Nur die Produkte halten sich nicht an die Regeln der Technik. Jedes Hautstück ist anders, hat eine eigene Form und seine spezielle Konsistenz. Daher konnten die Forscher bei Greifern und allen Elementen, die mit den Zellen in Kontakt kommen, nicht auf Standardkomponenten zurückgreifen, sondern haben spezielle Lösungen entwickelt. „Sowohl die Geometrie der Greifer wurde angepasst als auch die Materialien entsprechend ausgewählt“, erläutert Projektmitarbeiter Frank Pretzsch vom Aachener Fraunhofer-IPT. Die Zellen, auf die zugegriffen werden soll, befinden sich schließlich in zum Teil sehr kleinen Gefäßen. Auch bedenkliche oder gar toxische Materialien waren tabu. Alle Neuentwicklungen sind patentiert – eine Nutzung in Lizenz durch Industrieunternehmen ist laut Pretzsch daher denkbar.

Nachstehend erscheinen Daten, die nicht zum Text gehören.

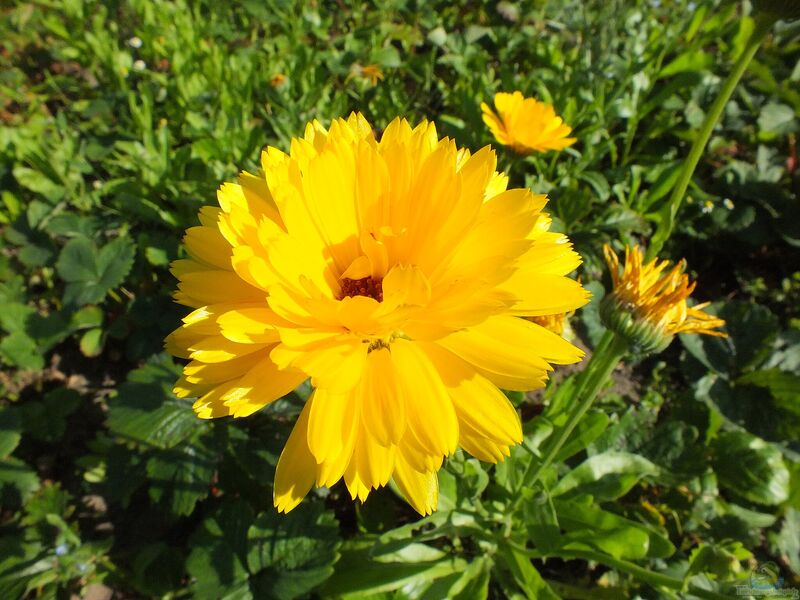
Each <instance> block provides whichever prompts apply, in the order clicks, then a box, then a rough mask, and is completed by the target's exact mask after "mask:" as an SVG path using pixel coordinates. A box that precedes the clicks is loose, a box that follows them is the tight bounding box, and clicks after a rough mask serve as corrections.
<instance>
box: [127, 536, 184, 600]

Flexibel musste die Anlage auch sein, da Zellen nicht im gewünschten Takt wachsen. Sie können erst „geerntet“ werden, wenn sie das richtige Stadium erreichen – was sich nur durch mikroskopische Kontrolle im 48-h-Rhythmus feststellen lässt, ebenfalls automatisiert. Kontaminationen in den Gefäßen werden dabei an Trübungen oder am pH-Wert erkannt und verdächtige Gefäße sofort aus der Anlage entfernt.
„Die nahtlose Automatisierung aller Prozessschritte ermöglicht im Hautmodellaufbau die Einführung produktionstechnischer und wirtschaftlicher Maßstäbe wie reproduzierbare Qualität, Durchsatz und Kostenoptimierung“, sagt Prof. Heike Walles vom Fraunhofer-IGB in Stuttgart, wo das in der Fabrik produzierte Hautmodell entwickelt wurde.
Die Pläne der Forscher reichen aber über die Erzeugung von Hautmodellen hinaus. Sie wollen eines Tages zum Beispiel künstliche Haut für Transplantationen nach großen Brandverletzungen gewinnen. Wissenschaftler des IGB arbeiten an einem Vollhautmodell, in dem sogar Blutgefäße vorhanden sind. Um die Anlage späterhin auch für solche Projekte nutzen zu können, wurde sie so konzipiert, dass damit nach einigen Veränderungen die hohen Standards der Good Manufacturing Practice – kurz GMP – erfüllt werden können. op
Weitere Informationen Im Projekt „Automated Tissue Engineering on Demand“ arbeiten Biologen, Physiker und Ingenieure aus vier Fraunhofer-Instituten zusammen. Beteiligt sind das IGB sowie das IPA in Stuttgart, dass Aachener IPT sowie das IZI in Leipzig.